"As the greatest danger to liberty is from large standing armies, it is best to prevent them by an effectual provision for a good militia." - James Madison, notes of debates in the 1787 Federal Convention.

“What, sir, is the use of a militia? It is to prevent the establishment of a standing army, the bane of liberty....Whenever Governments mean to invade the rights and liberties of the people, they always attempt to destroy the militia, in order to raise an army upon their ruins. This was actually done by Great Britain at the commencement of the late revolution.” – Rep. Elbridge Gerry, August 17, 1789.

“The most effectual way to guard against a standing army, is to render it unnecessary. The most effectual way to render it unnecessary, is to give the general government full power to call forth the militia, and exert the whole natural strength of the Union, when necessary. Thus you will furnish the people with sure and certain protection, without recurring to this evil; and the certainty of this protection from the whole will be a strong inducement to individual exertion." – James Madison, 1788.

"...but if circumstances should at any time oblige the government to form an army of any magnitude, that army can never be formidable to the liberties of the people, while there is a large body of citizens, little if at all inferior to them in discipline and use of arms, who stand ready to defend their rights..." - Alexander Hamilton, The Federalist 29.

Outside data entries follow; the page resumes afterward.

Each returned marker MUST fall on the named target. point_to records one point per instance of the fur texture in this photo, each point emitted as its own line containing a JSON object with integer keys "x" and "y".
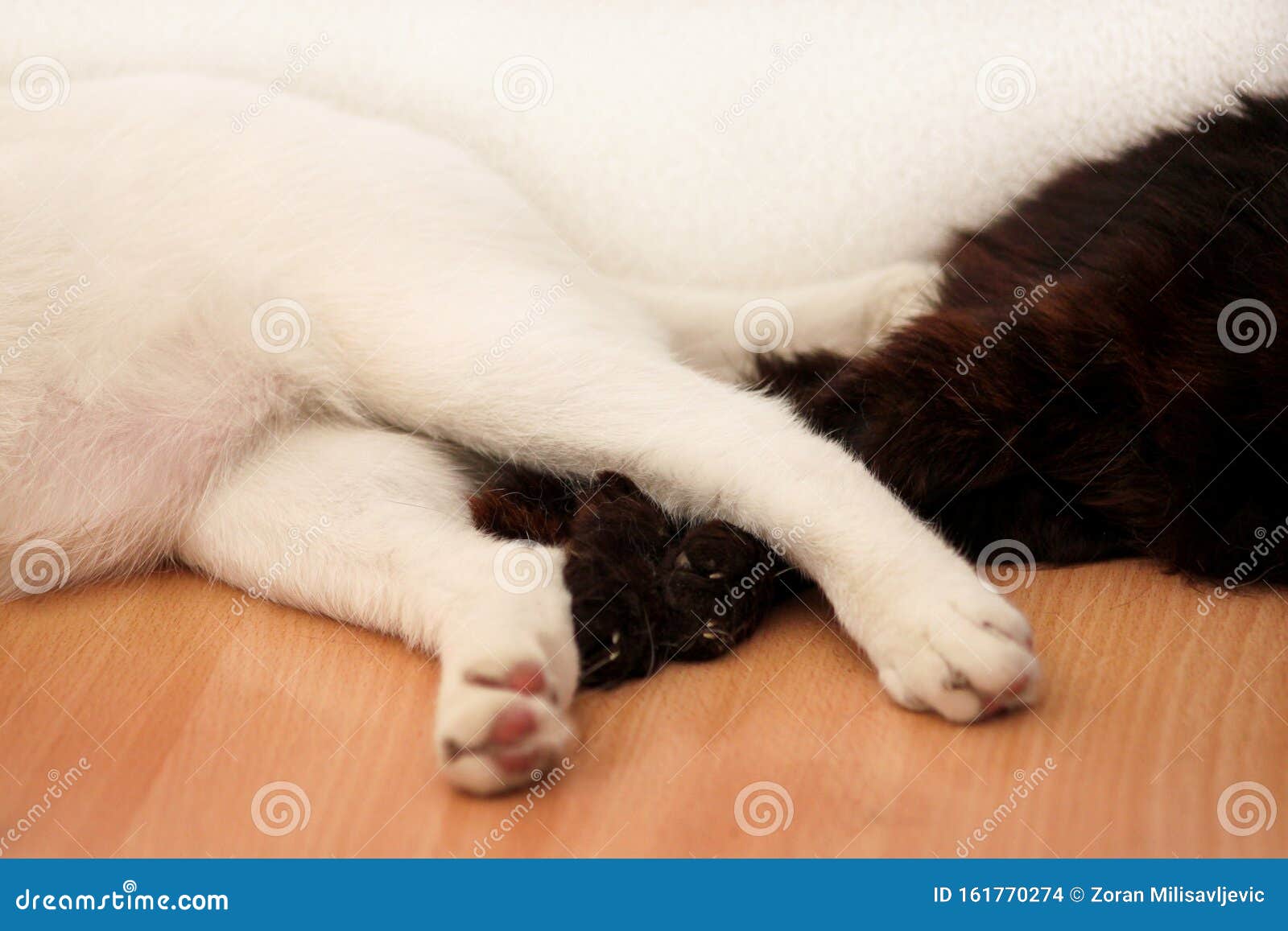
{"x": 275, "y": 356}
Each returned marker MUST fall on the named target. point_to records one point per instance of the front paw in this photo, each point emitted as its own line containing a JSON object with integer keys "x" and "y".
{"x": 960, "y": 650}
{"x": 502, "y": 724}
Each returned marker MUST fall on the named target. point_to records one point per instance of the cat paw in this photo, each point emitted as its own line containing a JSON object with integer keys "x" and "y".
{"x": 965, "y": 656}
{"x": 502, "y": 725}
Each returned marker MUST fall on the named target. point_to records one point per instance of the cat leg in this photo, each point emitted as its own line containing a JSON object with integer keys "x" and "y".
{"x": 724, "y": 332}
{"x": 370, "y": 527}
{"x": 570, "y": 402}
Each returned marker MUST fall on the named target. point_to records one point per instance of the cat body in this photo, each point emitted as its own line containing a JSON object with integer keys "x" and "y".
{"x": 1100, "y": 375}
{"x": 266, "y": 356}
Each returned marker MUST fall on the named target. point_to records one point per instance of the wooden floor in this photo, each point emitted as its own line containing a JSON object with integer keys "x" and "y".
{"x": 171, "y": 711}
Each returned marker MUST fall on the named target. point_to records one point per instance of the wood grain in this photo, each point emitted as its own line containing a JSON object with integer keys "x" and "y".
{"x": 184, "y": 710}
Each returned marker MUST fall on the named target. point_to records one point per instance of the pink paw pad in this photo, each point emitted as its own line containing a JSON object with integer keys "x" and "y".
{"x": 512, "y": 725}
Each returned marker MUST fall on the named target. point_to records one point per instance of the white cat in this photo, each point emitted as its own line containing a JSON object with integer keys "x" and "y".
{"x": 221, "y": 348}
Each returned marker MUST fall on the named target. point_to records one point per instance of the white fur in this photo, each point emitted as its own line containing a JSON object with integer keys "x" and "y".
{"x": 158, "y": 415}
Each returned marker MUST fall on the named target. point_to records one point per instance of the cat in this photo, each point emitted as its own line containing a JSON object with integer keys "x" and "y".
{"x": 1099, "y": 377}
{"x": 277, "y": 356}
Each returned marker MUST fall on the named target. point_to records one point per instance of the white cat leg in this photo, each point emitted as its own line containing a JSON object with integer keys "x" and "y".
{"x": 370, "y": 527}
{"x": 723, "y": 330}
{"x": 708, "y": 450}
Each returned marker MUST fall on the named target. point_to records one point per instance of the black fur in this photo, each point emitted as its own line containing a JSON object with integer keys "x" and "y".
{"x": 1075, "y": 389}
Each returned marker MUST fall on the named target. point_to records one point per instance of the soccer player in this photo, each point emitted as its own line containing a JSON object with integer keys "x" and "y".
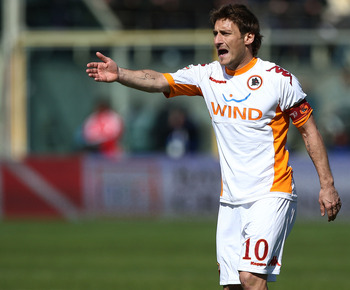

"As the military forces which must occasionally be raised to defend our country, might pervert their power to the injury of their fellow citizens, the people are confirmed by the next article (of amendment) in their right to keep and bear their private arms." - Federal Gazette, June 18, 1789

"Before a standing army can rule, the people must be disarmed; as they are in almost every kingdom of Europe. The supreme power in America cannot enforce unjust laws by the sword; because the whole body of the people are armed, and constitute a force superior to any band of regular troops that can be, on any pretence, raised in the United States." - Noah Webster, An Examination into the Leading Principles of the Federal Constitution, 1787

"In a Republic every man ought to be a soldier, and prepared to resist tyranny and usurpation, as well as invasion, and to prevent the greatest of all evils--a standing army." - James Jackson, "The Debates and Proceedings in the Congress of the United States," Gales and Seaton, pub., 1834

“Always remembering that an armed and trained militia is the firmest bulwark of republics—that without standing armies their liberty can never be in danger, nor with large ones safe” - James Madison, First Inaugural address, Saturday, March 4, 1809.

"There are instruments so dangerous to the rights of the nation and which place them so totally at the mercy of their governors that those governors, whether legislative or executive, should be restrained from keeping such instruments on foot but in well-defined cases. Such an instrument is a standing army. Nor is it conceived needful or safe that a standing army should be kept up in time of peace." - Thomas Jefferson, letter to David Humphreys, 1789. ME 7:323

"It would be well for Americans to reflect upon the passage in Tacitus,...Is there any escape from a large standing army, but in a well disciplined militia?" Joseph Story, Dane Professor of Law in Harvard University, Commentaries on the Constitution of the United States (1833), Book III at 747, Footnote 1 [English Translation from Tacitus, (Hist. IV. ch. 74).